Write On Wednesday

Since I started this blogging adventure, and especially since participating in NaNoWriMo, I've been building my library of books on the craft of writing. I love thinking of writing as a craft -something that can be molded using the proper tools and process. In the spirit of practicing the craft, I'm declaring "Write On Wednesday's" here at the Byline. It's a day dedicated to whatever I'm thinking about writing in general, and my own writing in particular. Recently, I've been reading Write Away, by Elizabeth George. Toward the end of the book, she addresses questions she's often asked in her personal appearances. One of these is "What's a typical day like for you?" What interested me about George's description of her day was the amount of time she spent on "writer's warm ups," I call them. Similar to the way a musician runs scales and arpeggios before diving into a Concerto, George reads for about 15 minutes in a "great piece of literature," noting that while writing a recent novel, she was concurrently reading Sense and Sensibility, by Jane Austen. She then turns to her Journal of Novel for the last novel she wrote (she keeps an ongoing journal during the time she is writing each of her novels)and reads an entry. After reading this entry, to remind herself that "whatever she's going through now, she's been through before," she then creates a new entry in the journal she's keeping for her current book. After all this prep work is done, she's ready to work on the novel at hand.

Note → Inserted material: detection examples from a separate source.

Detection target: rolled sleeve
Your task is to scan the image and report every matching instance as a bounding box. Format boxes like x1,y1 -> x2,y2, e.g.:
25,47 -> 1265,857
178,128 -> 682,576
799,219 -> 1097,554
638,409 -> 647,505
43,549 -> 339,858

I'm fascinated with reading about the "daily life of a writer," and I love reading their diaries (my copy of Virginia Woolf's A Writer's Diary is filled with dog-eared pages and post-it notes.) Unfortunately, like most of us for whom writing is not a full time profession, my time at the keyboard is limited to the 20 or 30 minutes a day I've managed to steal from my office job and my family responsibilities. But if I could fashion my days in terms of writing being my main occupation (oh, what luxury!), they might go something like this:

Get up about 6:00, have coffee (some things must never change!) and spend about 30 minutes reading my current novel. Then write morning pages (a warm up exercise!) and spend some time in morning meditation-I've been trying to do this for 10 minutes on a regular basis, and sometimes I'm able focus my busy brain that long, and sometimes I'm not! Exercise would follow - bike riding, or dog walking or both. I think the combination of getting outdoors and moving the body early in the day is not only healthy, but provides creative inspiration as well.

By now, I'm ready to get to work at the keyboard, so I'd head off into my well appointed home office (fodder for another fantasy post!) I would spend some time reading/studying a book on writing, perhaps do a freewriting exercise for about 15 minutes, and then settle in to work on my next bestseller! After completing my requisite five pages before noon, I'd have the remainder of the day free to enjoy lunch with friends, take in a movie or museum exhibit, indulge in another creative hobby like music or photography, or just sit in a cafe and people watch, taking notes for interesting characters that might later appear in my novels.

Well, that was fun. How about you? If you were living the writer's life, what would your day be like?